Chaoshan Casserole Scallop Porridge with Shrimp and Crab
1.
Finely chopped parsley
2.
Ginger shredded
3.
Wash the scallops and soak in water for 15 minutes
4.
Shred the soaked scallops
5.
Use scissors to cut off the shrimp legs and prawns
6.
Remove the head and the middle piece and cut it into two to remove the shrimp line and treat it cleanly
7.
Add appropriate amount of cooking wine to marinate (actually I think if you don't add cooking wine to marinate, the fresh shrimp will taste delicious when you put it in the pot)
8.
Open the shell of the flower crab, cut off the crab gills and remove the crab intestines and other useless things to clean up
9.
Divide into small pieces according to the crab's body structure
10.
Add the right amount of cooking wine to the cut crabs and marinate them like shrimps (also I think if you don’t add cooking wine to marinate, the fresh crabs will taste delicious when you put them in the pot)
11.
Wash the rice and soak in clean water for 30 minutes
12.
Drain the soaked rice, add peanut oil and peanut butter and mix well. The raw rice mixture is easy to cook and not sticky. Yes, so I experimented, the porridge cooked in this way is really more fragrant)
13.
The mixed rice drips into the pot like this
14.
Add enough water at one time. If you feel that there is not enough water in the middle of the boil, the cooked porridge will not be sticky.
15.
Add scallops
16.
Add the ginger after the water boils
17.
Cook the porridge over high heat and stir it from time to time to prevent the bottom
18.
The changes of rice can be observed while stirring
19.
Shrimp and crab can be added when the rice blooms
20.
Don't turn the crab into the pot immediately to prevent the crab from being scattered. Put the crab into the pot and simmer for 5 minutes on medium heat.
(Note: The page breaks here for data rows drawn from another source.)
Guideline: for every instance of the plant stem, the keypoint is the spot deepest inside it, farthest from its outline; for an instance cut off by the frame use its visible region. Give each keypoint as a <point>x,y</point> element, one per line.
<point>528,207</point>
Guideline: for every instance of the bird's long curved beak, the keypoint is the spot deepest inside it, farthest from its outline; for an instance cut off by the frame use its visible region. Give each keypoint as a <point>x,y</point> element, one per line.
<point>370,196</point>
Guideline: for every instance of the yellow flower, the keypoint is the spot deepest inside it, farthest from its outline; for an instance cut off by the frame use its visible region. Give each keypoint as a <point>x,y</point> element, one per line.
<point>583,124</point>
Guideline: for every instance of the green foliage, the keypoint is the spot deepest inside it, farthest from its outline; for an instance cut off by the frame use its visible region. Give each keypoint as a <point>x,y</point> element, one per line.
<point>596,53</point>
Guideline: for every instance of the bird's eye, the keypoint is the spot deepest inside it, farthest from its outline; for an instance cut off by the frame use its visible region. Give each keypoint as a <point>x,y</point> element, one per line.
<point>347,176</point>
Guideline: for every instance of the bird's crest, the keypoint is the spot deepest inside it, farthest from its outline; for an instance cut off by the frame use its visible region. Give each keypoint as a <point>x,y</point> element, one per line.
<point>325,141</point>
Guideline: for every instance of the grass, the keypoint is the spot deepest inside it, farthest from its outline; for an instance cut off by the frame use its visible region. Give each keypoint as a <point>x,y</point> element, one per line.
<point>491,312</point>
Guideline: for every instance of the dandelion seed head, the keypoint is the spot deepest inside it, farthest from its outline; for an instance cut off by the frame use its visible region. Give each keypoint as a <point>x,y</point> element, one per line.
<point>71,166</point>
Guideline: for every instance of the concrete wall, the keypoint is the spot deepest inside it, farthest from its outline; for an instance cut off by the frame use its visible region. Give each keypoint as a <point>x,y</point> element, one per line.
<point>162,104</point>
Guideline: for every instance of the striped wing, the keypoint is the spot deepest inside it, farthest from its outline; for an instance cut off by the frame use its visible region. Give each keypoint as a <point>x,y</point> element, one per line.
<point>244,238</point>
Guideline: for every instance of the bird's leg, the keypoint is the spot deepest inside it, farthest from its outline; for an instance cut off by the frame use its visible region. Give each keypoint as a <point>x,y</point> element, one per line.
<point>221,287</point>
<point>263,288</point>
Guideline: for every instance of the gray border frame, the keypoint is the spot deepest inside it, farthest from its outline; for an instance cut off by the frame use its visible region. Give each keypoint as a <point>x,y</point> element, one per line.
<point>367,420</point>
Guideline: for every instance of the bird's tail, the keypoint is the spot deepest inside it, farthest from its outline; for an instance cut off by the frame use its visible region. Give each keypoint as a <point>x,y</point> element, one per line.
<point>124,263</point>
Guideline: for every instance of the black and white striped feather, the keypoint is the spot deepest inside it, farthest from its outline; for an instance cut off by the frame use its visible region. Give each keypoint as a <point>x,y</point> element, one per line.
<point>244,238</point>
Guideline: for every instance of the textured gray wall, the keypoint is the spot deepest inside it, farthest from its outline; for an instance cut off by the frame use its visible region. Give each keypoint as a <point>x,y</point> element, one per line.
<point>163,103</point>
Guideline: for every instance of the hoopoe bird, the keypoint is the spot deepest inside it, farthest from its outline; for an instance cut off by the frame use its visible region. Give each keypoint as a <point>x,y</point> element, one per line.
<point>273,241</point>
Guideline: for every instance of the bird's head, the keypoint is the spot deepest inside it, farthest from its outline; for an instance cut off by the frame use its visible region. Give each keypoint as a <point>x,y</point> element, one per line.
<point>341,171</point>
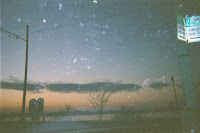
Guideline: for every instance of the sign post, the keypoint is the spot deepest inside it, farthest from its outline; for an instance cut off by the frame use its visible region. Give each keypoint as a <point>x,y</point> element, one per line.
<point>188,31</point>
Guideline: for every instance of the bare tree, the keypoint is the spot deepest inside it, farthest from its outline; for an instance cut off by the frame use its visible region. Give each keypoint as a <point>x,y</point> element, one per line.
<point>99,100</point>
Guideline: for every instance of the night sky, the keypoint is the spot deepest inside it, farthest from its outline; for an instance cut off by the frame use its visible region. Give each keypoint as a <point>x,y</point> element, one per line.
<point>86,41</point>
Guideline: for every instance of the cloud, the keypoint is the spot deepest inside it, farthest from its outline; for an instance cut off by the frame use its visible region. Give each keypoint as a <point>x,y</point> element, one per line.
<point>93,87</point>
<point>159,85</point>
<point>14,79</point>
<point>67,88</point>
<point>20,86</point>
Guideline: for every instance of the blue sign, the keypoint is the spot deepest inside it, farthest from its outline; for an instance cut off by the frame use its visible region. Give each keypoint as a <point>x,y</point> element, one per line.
<point>192,21</point>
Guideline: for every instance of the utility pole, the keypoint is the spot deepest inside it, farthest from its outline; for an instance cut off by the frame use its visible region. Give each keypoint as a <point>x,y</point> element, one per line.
<point>187,33</point>
<point>172,79</point>
<point>25,75</point>
<point>26,67</point>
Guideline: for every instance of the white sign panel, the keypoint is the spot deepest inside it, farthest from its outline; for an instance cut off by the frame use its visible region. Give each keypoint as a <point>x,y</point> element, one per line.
<point>181,32</point>
<point>190,30</point>
<point>193,34</point>
<point>192,21</point>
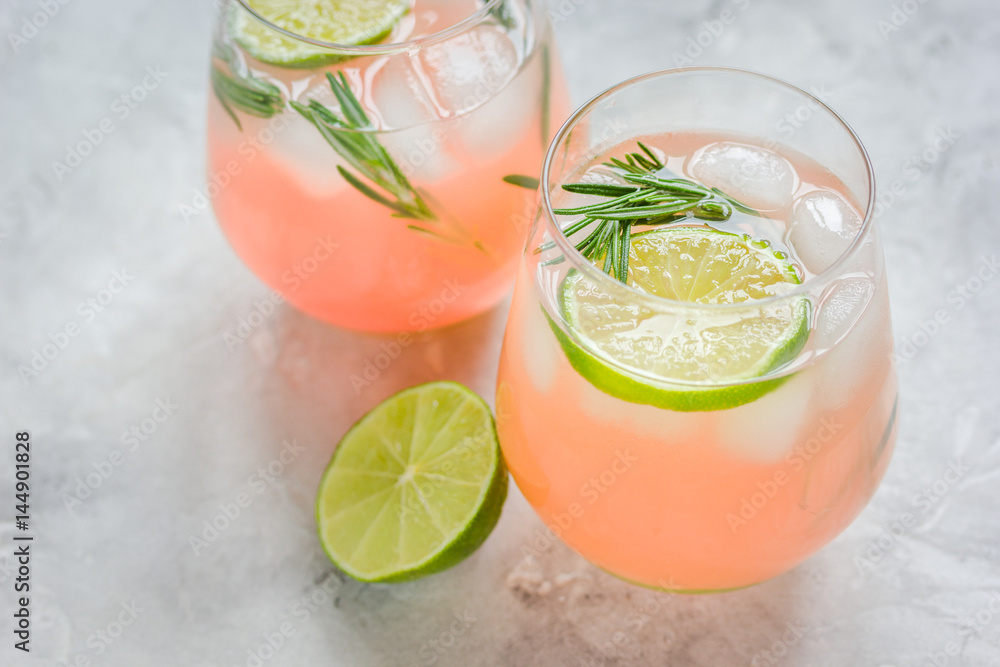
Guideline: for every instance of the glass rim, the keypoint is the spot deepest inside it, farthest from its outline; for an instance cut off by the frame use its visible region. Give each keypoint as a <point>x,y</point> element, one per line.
<point>379,49</point>
<point>581,263</point>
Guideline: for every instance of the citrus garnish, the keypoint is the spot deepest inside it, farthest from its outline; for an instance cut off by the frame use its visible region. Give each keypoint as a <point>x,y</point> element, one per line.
<point>677,357</point>
<point>414,487</point>
<point>343,22</point>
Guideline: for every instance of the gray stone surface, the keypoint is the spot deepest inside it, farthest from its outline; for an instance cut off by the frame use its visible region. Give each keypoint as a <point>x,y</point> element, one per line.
<point>932,588</point>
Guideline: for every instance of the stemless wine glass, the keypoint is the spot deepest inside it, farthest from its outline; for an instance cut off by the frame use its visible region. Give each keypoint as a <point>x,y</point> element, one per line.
<point>619,412</point>
<point>385,186</point>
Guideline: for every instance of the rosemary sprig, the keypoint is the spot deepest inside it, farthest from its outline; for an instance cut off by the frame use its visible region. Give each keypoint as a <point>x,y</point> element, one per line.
<point>349,134</point>
<point>648,199</point>
<point>522,181</point>
<point>247,93</point>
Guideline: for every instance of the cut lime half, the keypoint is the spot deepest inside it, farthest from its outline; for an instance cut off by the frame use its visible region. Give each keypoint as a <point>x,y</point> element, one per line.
<point>344,22</point>
<point>414,487</point>
<point>682,358</point>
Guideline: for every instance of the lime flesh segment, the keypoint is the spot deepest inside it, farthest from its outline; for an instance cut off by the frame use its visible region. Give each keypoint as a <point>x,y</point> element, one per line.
<point>659,357</point>
<point>344,22</point>
<point>414,487</point>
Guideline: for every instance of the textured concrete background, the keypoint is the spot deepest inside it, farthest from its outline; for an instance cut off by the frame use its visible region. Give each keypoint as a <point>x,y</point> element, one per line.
<point>116,580</point>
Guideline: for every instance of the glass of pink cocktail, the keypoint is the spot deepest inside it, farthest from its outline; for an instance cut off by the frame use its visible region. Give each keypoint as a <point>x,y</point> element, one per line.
<point>697,390</point>
<point>373,160</point>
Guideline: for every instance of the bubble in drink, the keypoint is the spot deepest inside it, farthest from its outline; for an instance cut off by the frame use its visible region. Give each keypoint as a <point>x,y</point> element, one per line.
<point>822,227</point>
<point>755,176</point>
<point>468,69</point>
<point>399,95</point>
<point>312,164</point>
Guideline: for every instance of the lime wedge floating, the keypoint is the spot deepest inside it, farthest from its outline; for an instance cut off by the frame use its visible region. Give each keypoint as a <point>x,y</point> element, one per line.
<point>642,355</point>
<point>345,22</point>
<point>414,487</point>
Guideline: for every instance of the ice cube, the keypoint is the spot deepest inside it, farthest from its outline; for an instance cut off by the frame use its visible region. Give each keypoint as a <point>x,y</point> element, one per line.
<point>822,227</point>
<point>467,70</point>
<point>538,344</point>
<point>766,430</point>
<point>299,148</point>
<point>755,176</point>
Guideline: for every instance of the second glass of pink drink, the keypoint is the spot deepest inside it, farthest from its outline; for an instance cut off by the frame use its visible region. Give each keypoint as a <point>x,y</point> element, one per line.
<point>696,390</point>
<point>384,184</point>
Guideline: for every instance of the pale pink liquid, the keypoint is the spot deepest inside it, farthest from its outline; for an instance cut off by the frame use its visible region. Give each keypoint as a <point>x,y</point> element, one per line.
<point>698,501</point>
<point>283,213</point>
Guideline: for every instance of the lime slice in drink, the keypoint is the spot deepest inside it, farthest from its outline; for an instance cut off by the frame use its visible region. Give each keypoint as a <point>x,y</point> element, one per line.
<point>345,22</point>
<point>661,356</point>
<point>414,487</point>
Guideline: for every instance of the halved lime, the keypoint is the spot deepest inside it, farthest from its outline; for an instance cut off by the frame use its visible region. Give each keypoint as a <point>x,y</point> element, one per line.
<point>661,356</point>
<point>345,22</point>
<point>414,487</point>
If the seafood is cooked for too long, it will lose its tender taste.
21.
Sprinkle with chopped parsley
22.
Sprinkle some salt to taste (you can also sprinkle some white pepper to taste, I didn't put it here)
23.
One pot of super delicious scallop shrimp and crab porridge is done
24.
It’s best to make this porridge when the female crab is yellow in summer
25.
Since it’s for porridge, I don’t like to cook it too thick and thick at the beginning. If I drink it in a bowl like this, everything in the pot will disappear. I like it to be thinner at the beginning, so I put it aside after boiling, or After drinking a bowl, the consistency in the pot will not be too high, just right, what do you think?